Promoters of many small and micro enterprises are borrowing money from banks in their personal capacity to finance business ventures, as lenders become cautious in offering credit to these firms due to the uncertain macro-economic environment.
The rates at which promoters are able to borrow by pledging their assets with banks are often cheaper than interest rates payable on unsecured loans raised by some small and micro companies.
"Right now, it is a period of promoters borrowing in their personal capacity, and then lending it to their own businesses. Many promoters are taking a loan against their personal property and using it as capital for their business," Amitabh Chaturvedi, managing director and chief executive of Dhanlaxmi Bank, told Business Standard.

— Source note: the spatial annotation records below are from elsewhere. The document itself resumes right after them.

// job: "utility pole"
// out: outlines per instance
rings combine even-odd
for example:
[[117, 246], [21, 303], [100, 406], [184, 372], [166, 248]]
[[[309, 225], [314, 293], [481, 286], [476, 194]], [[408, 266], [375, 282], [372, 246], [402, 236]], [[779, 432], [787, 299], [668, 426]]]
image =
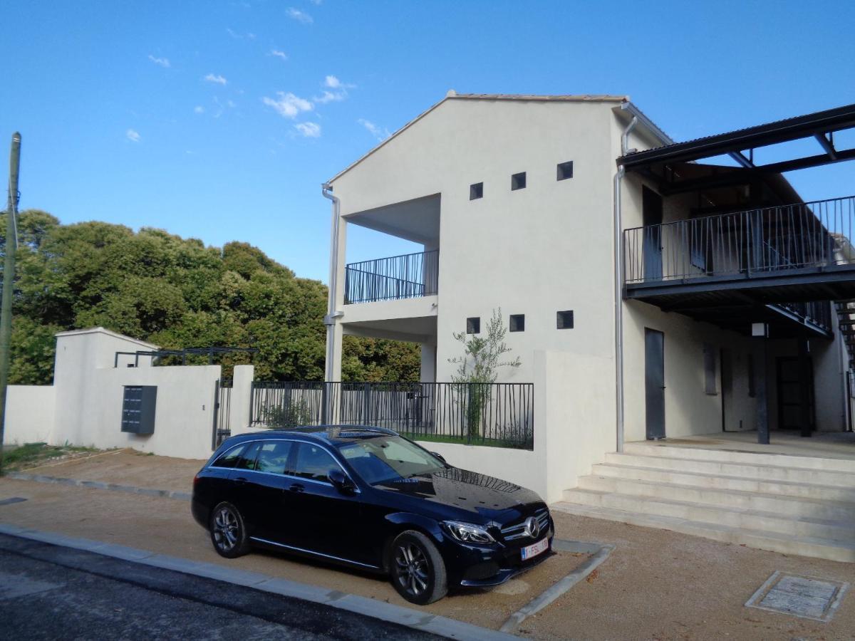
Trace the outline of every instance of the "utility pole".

He said while small and mid-sized firms were currently paying 13.50-14.50 per cent on bank loans, the promoters were able to borrow these funds at a rate that was 75-150 basis points cheaper, by offering their properties as securities.
According to a senior State Bank of India official, in many cases, banks have asked promoters to infuse more capital in their business, as the debt-equity ratio of many of these firms continues to remain high. Hence, many promoters are borrowing funds from banks in their individual capacity, and injecting the money in their business as capital.
"Banks want to limit their credit exposure. Otherwise, there is a high risk of default. Banks insist promoters bring in additional funds. This is one way through which they are raising additional capital for their businesses," the official said, requesting anonymity.
Bankers said in the current environment of slow economic growth, the financial positions of many small and medium enterprises, especially in export-oriented sectors, were being stretched. With receivables being delayed and order pipelines shrinking, banks were not keen to offer additional loans to these firms.
"If the promoter has a property that he can offer as security, he can get loans from banks. But his company may not be in a position to raise additional money. It makes sense that he takes a loan on his own, and infuses it as capital, or shareholder loan, into the business. It is happening, but we cannot say if this has become a trend," said a senior official of a private bank.
According to senior IDBI Bank officials, instances of promoters borrowing in their own capacity and then lending to their businesses have gone up because of the current high interest rate regime and slowing economic activities.